Just like the on-board images of New Angeles and the Heinlein Moon Colony that the players will move from location to location across throughout the game, ANDROID is sprawling. When I first opened the box, I was shocked at the number of components, cards, and various pieces. Even by Fantasy Flight Games standards, the game is just stuffed to bursting and with a 48-page rulebook to boot. My first impression after reading the rules and playing a couple of sample turns to get a sense of the flow and structure of the game was that it was going to be very complex, with a lot of interlocking mechanics working in service of telling a compelling science fiction story involving the investigation of a murder, the unraveling of a labyrinthine conspiracy of various sinister agencies, and the resolution of personal storylines affecting the five completely unique player characters. It turns out that I was mostly right, but also very wrong.

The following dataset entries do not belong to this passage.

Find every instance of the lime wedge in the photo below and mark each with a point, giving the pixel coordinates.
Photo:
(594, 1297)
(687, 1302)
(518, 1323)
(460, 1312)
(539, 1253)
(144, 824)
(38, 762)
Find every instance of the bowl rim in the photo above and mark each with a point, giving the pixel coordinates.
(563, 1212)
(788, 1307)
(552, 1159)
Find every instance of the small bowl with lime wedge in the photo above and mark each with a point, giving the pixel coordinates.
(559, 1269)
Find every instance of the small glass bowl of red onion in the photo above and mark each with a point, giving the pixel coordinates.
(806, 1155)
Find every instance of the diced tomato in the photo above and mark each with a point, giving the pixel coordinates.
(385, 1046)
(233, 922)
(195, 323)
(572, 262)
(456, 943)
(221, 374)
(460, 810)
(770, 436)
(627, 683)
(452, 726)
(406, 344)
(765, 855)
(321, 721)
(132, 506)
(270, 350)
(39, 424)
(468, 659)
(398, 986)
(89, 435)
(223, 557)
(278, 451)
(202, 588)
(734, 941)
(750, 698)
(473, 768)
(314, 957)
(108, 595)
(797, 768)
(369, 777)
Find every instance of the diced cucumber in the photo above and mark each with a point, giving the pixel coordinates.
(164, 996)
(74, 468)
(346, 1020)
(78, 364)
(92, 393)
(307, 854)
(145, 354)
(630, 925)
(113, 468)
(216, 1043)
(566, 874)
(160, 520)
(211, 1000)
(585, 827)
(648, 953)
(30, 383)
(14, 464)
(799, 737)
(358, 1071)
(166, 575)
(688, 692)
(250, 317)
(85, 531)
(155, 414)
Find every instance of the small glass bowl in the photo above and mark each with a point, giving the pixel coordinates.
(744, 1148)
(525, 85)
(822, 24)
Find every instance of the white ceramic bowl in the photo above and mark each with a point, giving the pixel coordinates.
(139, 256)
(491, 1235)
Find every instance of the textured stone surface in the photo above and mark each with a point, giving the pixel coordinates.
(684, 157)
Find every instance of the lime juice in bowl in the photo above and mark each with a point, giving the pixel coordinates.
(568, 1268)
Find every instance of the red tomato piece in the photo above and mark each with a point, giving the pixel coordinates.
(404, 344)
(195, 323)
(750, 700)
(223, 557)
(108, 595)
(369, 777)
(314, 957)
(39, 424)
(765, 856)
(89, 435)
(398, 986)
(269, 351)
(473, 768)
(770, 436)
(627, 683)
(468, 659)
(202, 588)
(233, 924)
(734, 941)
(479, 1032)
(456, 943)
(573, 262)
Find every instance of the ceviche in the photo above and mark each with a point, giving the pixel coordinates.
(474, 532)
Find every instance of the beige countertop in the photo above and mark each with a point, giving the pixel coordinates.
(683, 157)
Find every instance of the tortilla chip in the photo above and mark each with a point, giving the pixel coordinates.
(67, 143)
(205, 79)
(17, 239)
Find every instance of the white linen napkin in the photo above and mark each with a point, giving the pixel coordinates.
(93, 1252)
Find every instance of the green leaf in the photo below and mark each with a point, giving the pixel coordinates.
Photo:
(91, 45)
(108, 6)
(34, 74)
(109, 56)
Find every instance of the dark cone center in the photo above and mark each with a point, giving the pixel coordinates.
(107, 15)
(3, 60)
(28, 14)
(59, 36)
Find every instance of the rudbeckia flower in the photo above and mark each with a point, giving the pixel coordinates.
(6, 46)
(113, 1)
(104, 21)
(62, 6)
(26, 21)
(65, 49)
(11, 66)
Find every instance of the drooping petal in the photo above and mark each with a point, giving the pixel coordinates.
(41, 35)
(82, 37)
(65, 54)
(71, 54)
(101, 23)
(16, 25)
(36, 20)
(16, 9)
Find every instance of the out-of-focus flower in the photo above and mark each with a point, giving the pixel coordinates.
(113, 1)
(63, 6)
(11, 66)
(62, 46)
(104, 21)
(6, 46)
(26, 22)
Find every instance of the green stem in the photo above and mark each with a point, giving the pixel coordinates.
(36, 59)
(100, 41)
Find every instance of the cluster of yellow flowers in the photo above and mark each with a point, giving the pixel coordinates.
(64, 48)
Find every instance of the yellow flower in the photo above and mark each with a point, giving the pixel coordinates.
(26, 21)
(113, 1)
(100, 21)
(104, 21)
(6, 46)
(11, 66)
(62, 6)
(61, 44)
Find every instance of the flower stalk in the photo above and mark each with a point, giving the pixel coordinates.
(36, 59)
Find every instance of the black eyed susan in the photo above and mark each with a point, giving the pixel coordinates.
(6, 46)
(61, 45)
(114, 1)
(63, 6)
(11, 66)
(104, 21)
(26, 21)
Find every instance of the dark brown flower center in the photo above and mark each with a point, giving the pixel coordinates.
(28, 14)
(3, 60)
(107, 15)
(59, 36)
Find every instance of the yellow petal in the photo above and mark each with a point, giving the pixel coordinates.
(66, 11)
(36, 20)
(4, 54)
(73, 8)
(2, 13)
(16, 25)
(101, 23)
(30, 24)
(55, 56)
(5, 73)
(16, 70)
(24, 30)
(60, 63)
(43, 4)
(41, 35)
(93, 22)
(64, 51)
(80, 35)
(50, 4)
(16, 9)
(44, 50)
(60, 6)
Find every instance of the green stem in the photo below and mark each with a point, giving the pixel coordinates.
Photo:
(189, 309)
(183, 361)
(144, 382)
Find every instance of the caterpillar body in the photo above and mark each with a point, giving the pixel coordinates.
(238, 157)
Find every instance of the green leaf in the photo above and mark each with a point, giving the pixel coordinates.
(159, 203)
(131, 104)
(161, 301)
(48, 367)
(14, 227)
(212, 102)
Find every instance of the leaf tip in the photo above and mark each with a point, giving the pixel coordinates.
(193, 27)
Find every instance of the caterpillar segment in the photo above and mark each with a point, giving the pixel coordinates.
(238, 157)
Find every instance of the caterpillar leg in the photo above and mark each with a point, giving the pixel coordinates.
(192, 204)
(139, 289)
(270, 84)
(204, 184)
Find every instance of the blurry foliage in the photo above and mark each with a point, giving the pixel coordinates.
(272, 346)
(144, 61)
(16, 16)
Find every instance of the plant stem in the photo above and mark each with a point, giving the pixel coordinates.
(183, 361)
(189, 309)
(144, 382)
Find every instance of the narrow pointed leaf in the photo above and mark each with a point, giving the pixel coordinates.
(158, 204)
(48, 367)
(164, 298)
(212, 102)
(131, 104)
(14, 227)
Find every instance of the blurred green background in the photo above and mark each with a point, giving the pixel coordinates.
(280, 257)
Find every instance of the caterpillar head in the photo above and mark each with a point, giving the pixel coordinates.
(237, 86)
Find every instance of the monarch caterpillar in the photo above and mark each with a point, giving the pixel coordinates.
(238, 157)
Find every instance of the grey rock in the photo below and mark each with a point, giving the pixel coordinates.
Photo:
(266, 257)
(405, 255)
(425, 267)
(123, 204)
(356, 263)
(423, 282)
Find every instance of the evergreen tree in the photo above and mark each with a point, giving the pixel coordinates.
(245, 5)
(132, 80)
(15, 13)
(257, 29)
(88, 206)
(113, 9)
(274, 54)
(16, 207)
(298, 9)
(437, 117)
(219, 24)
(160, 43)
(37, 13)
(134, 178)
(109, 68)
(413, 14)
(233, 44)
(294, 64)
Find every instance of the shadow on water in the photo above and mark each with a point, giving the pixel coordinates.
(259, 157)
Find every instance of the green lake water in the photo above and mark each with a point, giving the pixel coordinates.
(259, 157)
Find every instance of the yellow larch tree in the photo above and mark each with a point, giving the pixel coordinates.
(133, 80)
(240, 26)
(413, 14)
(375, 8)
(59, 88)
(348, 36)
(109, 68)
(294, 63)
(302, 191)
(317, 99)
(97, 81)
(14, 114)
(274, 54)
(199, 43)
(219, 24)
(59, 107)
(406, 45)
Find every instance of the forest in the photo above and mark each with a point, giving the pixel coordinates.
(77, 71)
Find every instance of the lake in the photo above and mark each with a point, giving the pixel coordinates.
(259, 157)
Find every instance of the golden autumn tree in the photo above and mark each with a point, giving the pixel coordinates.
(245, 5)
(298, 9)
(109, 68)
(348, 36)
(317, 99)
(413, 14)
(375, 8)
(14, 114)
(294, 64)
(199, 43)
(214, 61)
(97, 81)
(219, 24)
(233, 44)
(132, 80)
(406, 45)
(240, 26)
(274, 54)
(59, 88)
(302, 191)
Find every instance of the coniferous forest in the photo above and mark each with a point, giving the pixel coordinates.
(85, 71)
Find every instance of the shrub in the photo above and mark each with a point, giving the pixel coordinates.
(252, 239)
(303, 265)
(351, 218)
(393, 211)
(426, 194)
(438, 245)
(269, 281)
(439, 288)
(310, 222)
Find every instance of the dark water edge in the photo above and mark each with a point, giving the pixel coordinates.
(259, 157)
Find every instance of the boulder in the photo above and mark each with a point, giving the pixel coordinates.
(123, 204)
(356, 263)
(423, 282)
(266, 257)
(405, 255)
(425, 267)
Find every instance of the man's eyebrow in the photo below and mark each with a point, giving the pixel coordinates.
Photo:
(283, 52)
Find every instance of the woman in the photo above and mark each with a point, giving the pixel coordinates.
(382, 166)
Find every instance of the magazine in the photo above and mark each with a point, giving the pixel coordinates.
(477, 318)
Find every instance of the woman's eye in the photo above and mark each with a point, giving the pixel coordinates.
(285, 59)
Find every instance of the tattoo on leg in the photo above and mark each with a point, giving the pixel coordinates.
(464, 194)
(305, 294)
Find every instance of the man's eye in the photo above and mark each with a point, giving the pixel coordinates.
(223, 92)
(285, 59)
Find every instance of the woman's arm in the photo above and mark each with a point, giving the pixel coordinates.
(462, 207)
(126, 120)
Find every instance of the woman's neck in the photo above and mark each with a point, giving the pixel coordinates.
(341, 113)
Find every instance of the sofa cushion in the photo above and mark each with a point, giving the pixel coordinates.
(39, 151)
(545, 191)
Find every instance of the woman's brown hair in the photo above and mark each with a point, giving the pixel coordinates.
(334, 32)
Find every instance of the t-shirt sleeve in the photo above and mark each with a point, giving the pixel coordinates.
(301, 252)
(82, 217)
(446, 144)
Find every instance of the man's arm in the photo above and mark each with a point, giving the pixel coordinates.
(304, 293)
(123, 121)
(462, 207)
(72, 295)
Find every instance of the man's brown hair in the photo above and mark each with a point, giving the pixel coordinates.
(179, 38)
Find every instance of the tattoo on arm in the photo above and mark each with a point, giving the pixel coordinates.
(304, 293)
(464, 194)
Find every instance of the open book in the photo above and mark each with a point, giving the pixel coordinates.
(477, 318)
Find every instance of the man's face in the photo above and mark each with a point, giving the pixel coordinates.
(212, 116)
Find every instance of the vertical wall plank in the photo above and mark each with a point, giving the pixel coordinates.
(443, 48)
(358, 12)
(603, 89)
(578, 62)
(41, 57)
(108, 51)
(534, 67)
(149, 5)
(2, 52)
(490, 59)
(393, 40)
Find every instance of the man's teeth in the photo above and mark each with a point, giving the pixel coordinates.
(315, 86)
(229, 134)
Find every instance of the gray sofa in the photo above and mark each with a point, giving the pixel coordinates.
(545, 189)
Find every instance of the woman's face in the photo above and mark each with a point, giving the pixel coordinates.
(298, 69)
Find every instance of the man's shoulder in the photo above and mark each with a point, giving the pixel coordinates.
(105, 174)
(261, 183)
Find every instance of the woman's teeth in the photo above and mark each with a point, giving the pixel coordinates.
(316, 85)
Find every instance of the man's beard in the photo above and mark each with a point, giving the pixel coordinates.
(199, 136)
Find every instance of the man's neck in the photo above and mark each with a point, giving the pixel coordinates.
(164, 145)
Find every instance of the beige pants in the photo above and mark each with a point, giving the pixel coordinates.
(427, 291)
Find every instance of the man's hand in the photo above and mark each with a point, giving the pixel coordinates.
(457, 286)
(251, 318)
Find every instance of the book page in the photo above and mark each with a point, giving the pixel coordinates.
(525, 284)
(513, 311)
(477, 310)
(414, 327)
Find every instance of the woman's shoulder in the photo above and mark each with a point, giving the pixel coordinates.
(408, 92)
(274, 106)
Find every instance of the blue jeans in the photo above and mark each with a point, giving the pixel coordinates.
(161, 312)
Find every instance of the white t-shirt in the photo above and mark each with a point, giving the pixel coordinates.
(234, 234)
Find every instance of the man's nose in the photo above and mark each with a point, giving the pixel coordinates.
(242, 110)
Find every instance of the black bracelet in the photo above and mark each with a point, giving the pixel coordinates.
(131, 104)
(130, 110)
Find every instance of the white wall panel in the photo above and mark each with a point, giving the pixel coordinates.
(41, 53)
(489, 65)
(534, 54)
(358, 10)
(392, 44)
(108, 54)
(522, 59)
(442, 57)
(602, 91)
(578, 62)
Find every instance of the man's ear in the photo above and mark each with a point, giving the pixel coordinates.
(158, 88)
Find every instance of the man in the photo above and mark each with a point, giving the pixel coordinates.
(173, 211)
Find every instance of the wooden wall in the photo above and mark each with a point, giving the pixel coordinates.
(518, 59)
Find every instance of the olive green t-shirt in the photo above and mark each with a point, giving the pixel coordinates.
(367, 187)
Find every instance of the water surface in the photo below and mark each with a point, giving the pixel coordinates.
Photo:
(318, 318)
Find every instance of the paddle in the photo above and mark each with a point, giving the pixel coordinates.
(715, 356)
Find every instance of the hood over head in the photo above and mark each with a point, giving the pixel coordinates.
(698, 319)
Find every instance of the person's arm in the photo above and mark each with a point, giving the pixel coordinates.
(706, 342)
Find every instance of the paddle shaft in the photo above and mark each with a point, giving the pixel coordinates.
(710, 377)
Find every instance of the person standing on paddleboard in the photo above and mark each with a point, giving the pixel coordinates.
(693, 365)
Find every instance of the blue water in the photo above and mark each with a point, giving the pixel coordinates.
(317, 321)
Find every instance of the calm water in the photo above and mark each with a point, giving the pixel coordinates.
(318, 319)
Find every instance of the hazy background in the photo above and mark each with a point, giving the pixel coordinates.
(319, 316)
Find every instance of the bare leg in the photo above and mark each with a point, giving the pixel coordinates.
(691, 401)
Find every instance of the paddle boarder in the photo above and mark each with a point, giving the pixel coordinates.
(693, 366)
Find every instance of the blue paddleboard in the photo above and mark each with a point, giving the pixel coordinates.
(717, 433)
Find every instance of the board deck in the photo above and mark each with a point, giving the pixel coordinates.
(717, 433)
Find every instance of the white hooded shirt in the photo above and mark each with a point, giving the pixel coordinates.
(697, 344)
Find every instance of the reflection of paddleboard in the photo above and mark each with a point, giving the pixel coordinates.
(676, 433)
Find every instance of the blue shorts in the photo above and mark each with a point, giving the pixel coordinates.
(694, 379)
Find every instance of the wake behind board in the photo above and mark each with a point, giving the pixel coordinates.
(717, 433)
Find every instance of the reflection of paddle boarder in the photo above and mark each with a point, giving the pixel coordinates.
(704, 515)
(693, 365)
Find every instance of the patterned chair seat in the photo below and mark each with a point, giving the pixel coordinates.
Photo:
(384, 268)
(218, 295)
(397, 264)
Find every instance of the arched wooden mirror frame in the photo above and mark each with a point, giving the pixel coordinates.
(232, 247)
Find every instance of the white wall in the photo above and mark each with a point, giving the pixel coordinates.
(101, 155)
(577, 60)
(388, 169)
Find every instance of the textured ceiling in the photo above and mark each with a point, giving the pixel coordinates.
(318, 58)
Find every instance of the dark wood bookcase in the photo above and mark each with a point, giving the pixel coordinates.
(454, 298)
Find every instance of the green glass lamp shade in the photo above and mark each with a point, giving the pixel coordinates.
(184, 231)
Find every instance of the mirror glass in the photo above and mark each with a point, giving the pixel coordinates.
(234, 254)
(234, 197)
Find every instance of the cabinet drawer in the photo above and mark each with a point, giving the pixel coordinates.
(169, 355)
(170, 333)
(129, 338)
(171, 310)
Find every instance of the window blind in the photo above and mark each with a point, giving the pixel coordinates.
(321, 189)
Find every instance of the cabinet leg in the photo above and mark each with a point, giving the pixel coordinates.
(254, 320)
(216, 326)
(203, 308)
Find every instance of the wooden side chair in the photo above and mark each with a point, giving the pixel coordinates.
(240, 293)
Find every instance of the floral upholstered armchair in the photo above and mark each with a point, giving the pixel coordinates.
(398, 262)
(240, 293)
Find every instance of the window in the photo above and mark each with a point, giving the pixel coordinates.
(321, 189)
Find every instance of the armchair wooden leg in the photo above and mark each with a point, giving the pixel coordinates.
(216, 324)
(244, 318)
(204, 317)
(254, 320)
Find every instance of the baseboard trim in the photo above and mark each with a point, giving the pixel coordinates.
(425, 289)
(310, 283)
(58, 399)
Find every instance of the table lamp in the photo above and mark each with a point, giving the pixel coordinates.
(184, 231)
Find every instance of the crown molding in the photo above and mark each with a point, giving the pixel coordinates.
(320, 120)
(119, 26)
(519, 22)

The players in a game of ANDROID represent some fairly stock noir science fiction characters. There’s the amnesiac deadbeat PI, a corrupt cop looking to get off the mob payroll, a robot getting in touch with his feelings, a psychic Japanese clone with a tenuous grip on sanity, and a down-at-heel bounty hunter. Each character also has a set of two or three storylines that they have to work through over the course of the two-week period that the game represents. I’ve never played an adventure game where I had to deal with marital strife or getting out of debt. The brilliance of this concept is that these plot cards portray certain pathways through a story arc as they accumulate “baggage” tokens, which can represent how the character is progressing in their story. At certain points during the game, this baggage is tallied up and the storyline branches either toward a positive outcome if the baggage is mostly good or a negative one if it’s bad. This concept is tremendous, and I think if nothing else ANDROID shows that meaningful narrative character development is entirely possible in the board gaming medium.

Each character has a set of “twilight” cards- one deck is “light” and represents cards that can be played for benefit and the other are “dark” cards which can be drawn by other players to play in an offensive, “take that” manner. Cards are played via another completely ingenious resource system whereby a sliding scale that moves from dark to light indicates how many twilight points a character can spend on a card. So if Floyd the Doubting Bioroid wants to play a dark card on Raymond Flint, the troubled PI, he has to “light shift” his twilight marker toward the light- meaning that he will be able to “dark shift” in order to play one or more of his light cards on himself. These cards map to plots and there are discounts for playing cards that match a character’s current storyline so there is an incentive to play cards that match up in a narrative sense. Rounding out the “twilight” mechanic, there are possible cards and situations that either reward or penalize players who are shifted one way or the other.